Knowing you have to do this doesn’t make agent building easier. In fact, it makes it a lot harder. It just makes the whole thing a lot more honest. Because you have to assume that people will never full specify what they want in advance no matter how much detail they provide. That’s not a failure of imagination. It’s the reality of how complex systems are implemented. There’s always some detail you miss. You shouldn’t aim to create the perfect spec up front. You should instead seek to build a system that is smart enough to know it’s missing context and will ask for it before running off to go to work.

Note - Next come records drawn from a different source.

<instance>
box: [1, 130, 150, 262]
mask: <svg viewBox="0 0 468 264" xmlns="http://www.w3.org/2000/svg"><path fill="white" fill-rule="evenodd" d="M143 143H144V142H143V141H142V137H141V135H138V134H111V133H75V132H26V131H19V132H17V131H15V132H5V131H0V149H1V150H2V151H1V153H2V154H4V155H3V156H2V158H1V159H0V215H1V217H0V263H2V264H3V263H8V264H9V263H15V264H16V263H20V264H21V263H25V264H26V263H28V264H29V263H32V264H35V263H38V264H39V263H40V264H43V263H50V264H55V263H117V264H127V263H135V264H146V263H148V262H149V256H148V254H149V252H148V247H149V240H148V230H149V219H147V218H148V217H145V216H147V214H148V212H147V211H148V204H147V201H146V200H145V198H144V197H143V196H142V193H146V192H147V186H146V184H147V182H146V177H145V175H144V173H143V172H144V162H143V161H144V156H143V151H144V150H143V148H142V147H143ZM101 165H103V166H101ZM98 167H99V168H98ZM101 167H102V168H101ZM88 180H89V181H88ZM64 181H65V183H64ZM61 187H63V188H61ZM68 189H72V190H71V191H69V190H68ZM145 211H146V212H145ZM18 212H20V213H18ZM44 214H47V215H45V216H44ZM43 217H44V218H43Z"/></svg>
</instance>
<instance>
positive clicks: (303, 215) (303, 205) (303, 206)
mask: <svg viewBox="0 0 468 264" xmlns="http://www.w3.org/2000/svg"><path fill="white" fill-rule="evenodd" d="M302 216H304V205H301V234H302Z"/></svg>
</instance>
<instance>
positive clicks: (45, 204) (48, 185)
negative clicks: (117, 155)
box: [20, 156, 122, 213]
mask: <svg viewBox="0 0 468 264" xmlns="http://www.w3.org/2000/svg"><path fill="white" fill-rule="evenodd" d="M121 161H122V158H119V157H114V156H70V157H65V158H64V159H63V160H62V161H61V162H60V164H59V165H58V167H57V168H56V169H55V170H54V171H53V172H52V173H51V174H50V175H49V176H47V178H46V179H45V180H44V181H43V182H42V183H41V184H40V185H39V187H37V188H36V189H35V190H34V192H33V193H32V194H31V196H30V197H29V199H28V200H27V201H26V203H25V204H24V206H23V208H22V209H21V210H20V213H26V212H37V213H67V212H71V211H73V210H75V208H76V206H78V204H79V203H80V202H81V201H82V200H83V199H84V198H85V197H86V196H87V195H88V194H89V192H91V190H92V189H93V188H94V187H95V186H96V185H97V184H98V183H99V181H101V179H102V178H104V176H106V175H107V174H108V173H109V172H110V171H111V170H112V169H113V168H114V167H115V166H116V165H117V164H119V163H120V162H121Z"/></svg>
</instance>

It also means you have to treat an agent asking questions as a feature and not a failure. It’s like when your intern asks you to confirm that what you asked for is what you want. That’s not them being dumb. That’s them being sure they heard you right. And really, that helps you in the long run because if the system is asking you about specific areas you know your instructions must be a little thin in that area.


Tom’s Take

If you think your AI is a malicious genie you’re always going to be asking what rules have to be put in place to prevent it from going rogue. What you should be asking instead is “How can I give my agents enough context to do what I really mean?” The more powerful our AI agents get the wider the gap between those two things is going to be. But we can start to solve it today by building systems that ask questions when things are unclear. I promise you that you’re going to enjoy the results more than trying to close every loophole in your wishes.